La libertad que es mi libertad permanece total e infinita; no que la muerte no la limite, sino que la libertad no encuentra jamás ese límite; la muerte no es en modo alguno obstáculo para mis proyectos: es solo un destino de estos proyectos en otra parte. No soy “libre para la muerte”, sino que soy un mortal libre. (Sartre, 2008, p. 740)

Este pasaje precisa un análisis. Como un para, la libertad es proyecto de ser y estado de apertura. El para-sí no ejecuta su proyecto de en-sí-para-sí de cara a la muerte. Lo hace precisamente dando la espalda a esa inminencia irrevocable. No percibe la posibilidad como un interpretar la inminencia de la muerte. Su elección prolonga y aplaza el ser, pero no lo hace porque la muerte se presente en su comprensión del poder ser total. La libertad no es un para-la-muerte; es un para- que no puede desconocer la muerte. Sartre, empero, no la sustantiva. Lo único sustantivado en su filosofía, lo único hacia lo cual apunta es al en-sí:

No obstante, el desvelamiento del Ser se realiza en el elemento de la libertad, puesto que se realiza en y por el proyecto. Así, todo conocimiento del Ser implica una conciencia de uno como ser libre. Pero esta conciencia de ser libre no es un conocimiento, es únicamente una existencia. (Sartre, 1996, p. 121)

La nada y el ser son dos conceptos que, en tensión, sacan al ser mismo de su olvido: “He aquí, pues, que la nada se cierne en torno al ser por todas partes, y, a la vez, es expulsada del ser; he aquí que la nada se da como aquello por lo cual el mundo recibe sus contornos de mundo” (Sartre, 2008, p. 60). La preocupación por el ser no pierde su impulso en esta obra de 1943. Lo que vislumbra justamente es el “y”, la búsqueda del ser que surge de la nada humana, necesitada de esa justificación, angustiada en su propio estar-en-el-mundo: “La nada lleva el ser en su propio meollo” (Sartre, 2008, p. 60). En efecto, el Dasein heideggeriano con su existenciario ser-en-el-mundo permea la nihilización que hace que incluso el para-sí sartreano recupere la pregunta por el ser en la relación ser-nada en tanto búsqueda y alejamiento de la nihilidad que la envuelve como un no-estar-en-casa:

El Dasein está “fuera de sí, en el mundo”: es “un ser de alejamientos”: es “cura”; es “sus propias posibilidades”; etcétera. Todo lo cual viene a decir que el Daseinno es” en sí; que “no está” a una proximidad inmediata de sí mismo; y que “trasciende” el mundo en cuanto se pone a sí mismo como no siendo en sí y como no siendo el mundo. (Sartre, 2008, pp. 60-61)

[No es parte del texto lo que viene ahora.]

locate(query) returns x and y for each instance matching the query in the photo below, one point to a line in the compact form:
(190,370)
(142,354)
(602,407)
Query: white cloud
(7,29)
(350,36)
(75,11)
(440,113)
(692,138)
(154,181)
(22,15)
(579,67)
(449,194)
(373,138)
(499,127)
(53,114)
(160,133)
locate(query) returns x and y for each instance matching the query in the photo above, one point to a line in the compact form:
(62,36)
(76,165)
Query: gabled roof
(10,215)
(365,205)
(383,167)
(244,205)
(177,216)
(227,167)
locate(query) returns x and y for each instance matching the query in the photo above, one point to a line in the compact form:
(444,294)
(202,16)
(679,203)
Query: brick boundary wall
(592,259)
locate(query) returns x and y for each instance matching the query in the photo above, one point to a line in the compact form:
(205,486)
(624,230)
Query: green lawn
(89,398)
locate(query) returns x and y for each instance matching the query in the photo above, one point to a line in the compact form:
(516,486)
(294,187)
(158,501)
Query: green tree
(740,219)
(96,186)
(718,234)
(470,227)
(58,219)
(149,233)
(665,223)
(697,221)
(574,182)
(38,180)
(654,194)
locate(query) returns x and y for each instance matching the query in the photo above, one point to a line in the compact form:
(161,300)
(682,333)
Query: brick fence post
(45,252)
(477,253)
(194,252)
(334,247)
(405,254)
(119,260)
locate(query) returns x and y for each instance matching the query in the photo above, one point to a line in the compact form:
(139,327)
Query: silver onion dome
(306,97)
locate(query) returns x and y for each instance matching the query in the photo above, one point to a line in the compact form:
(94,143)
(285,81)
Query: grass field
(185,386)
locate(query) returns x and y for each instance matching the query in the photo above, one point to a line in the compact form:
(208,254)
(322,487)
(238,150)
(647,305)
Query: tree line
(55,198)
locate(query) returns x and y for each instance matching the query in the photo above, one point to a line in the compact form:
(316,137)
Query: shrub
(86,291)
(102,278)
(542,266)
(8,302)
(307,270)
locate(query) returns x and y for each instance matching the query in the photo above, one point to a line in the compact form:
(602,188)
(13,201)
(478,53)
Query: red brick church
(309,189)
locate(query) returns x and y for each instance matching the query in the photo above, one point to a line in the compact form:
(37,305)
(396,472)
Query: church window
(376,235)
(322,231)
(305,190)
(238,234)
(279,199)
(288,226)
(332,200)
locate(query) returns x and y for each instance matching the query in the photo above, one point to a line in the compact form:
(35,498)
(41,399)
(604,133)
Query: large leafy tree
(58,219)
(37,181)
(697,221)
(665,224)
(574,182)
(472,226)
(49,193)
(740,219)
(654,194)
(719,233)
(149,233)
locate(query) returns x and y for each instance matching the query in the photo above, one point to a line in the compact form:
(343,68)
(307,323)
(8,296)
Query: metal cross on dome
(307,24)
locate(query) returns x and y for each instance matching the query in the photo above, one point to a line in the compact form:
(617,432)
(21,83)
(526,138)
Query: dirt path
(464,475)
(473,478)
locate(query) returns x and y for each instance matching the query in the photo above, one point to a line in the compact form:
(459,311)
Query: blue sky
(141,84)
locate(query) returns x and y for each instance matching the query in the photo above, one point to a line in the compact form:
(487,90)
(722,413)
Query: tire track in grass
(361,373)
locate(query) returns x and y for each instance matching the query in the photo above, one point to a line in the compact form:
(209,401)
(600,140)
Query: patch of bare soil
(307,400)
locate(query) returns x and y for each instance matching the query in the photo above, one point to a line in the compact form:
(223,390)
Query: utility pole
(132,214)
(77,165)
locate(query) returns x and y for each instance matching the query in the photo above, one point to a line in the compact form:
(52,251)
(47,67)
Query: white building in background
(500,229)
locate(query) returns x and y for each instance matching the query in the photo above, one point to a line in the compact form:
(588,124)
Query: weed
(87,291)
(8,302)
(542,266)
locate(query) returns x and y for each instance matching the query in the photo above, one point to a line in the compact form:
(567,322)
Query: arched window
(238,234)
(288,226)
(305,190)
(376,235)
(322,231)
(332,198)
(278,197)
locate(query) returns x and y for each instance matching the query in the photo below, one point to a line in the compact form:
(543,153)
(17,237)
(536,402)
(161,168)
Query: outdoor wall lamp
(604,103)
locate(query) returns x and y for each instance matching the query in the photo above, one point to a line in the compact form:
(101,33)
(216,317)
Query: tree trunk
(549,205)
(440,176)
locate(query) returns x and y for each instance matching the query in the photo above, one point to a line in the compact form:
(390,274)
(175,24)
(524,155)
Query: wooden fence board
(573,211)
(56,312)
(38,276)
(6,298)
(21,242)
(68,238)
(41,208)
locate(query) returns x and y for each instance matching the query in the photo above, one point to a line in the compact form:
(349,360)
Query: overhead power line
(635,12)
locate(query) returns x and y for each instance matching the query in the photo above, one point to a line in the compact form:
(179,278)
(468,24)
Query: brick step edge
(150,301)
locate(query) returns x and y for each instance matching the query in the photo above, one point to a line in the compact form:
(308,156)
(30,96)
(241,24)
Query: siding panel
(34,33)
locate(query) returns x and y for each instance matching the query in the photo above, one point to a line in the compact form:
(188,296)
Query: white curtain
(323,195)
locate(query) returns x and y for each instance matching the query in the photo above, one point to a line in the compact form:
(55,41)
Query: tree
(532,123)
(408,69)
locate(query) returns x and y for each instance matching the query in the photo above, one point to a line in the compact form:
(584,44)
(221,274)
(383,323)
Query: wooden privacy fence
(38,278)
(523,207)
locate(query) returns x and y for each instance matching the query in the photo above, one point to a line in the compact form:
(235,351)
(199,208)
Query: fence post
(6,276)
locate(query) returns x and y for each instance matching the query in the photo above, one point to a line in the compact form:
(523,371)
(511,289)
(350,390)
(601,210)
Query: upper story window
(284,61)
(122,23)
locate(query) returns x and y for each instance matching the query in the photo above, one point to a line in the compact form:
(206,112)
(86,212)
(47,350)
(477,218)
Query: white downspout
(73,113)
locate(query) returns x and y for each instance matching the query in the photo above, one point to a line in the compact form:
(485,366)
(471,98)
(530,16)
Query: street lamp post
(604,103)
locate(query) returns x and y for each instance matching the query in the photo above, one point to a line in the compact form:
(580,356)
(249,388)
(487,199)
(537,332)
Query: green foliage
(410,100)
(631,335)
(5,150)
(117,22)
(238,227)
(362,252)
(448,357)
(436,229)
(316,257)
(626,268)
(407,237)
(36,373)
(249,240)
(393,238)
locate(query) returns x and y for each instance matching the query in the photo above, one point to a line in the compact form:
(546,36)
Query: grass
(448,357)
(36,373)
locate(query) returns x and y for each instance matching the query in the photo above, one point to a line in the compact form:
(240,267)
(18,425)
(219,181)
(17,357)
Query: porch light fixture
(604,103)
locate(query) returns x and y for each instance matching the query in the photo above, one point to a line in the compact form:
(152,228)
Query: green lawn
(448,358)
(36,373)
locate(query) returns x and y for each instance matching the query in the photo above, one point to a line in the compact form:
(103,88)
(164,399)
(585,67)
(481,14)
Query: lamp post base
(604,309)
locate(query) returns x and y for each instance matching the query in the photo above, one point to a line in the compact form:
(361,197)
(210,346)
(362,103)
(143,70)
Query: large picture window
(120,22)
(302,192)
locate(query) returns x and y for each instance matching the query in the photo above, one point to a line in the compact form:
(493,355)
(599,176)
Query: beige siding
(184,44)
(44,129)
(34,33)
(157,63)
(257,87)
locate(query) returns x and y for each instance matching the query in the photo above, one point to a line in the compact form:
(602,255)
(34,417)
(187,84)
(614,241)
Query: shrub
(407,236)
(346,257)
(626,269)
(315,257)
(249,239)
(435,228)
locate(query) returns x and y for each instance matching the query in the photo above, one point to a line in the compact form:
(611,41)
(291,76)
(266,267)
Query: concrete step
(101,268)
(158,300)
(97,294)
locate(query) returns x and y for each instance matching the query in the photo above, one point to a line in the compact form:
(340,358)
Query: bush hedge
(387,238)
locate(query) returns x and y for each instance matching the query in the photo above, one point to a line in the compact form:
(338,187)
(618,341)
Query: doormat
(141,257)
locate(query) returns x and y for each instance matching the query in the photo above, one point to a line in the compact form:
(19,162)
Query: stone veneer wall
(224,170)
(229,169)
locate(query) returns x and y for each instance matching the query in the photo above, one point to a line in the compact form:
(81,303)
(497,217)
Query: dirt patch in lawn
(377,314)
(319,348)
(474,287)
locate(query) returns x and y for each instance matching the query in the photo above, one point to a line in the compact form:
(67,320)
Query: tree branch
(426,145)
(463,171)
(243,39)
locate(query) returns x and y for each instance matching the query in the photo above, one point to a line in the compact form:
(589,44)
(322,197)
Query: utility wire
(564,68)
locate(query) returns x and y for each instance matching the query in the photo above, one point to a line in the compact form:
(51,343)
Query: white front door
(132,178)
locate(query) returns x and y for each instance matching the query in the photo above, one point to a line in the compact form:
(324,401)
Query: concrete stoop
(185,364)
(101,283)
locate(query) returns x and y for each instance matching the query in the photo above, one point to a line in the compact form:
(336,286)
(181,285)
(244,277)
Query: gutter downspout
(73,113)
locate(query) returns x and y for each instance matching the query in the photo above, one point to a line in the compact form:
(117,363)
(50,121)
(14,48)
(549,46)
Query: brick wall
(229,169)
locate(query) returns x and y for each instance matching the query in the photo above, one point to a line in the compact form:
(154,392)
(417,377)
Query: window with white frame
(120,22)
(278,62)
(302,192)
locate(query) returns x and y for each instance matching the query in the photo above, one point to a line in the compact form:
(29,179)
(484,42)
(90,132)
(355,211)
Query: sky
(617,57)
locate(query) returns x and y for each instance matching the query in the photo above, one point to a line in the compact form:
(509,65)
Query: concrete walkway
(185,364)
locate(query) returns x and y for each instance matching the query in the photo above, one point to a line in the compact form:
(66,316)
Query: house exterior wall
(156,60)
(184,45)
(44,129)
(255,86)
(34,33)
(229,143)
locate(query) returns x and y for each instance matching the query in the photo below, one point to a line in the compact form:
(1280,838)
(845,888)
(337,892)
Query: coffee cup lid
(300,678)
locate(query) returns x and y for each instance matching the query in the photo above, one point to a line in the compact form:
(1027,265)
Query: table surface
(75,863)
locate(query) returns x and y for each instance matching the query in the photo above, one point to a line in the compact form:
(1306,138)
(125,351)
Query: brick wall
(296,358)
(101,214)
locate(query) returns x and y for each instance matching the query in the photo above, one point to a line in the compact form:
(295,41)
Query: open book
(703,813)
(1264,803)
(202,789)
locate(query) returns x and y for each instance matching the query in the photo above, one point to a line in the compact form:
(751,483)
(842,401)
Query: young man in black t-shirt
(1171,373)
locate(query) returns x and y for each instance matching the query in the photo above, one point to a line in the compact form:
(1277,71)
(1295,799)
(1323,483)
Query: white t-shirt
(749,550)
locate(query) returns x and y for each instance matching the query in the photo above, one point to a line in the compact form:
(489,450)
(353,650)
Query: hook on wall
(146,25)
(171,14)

Así pues, la diferencia ontológica queda posibilitada en la analítica existencial; el estar ahí heideggeriano adopta el cariz de un no-está, un para-sí, que siendo-en-el-mundo, no-está-en-casa, y allí mismo la angustia expresa la nada-de-ser: “Y la angustia como manifestación de la libertad frente a sí mismo significa que el hombre está siempre separado de su esencia por una nada” (Sartre, 2008, p. 81). Dicho de otro modo, el hombre que no-está-en-casa, no es esencia, sino existencia, deviene libertad.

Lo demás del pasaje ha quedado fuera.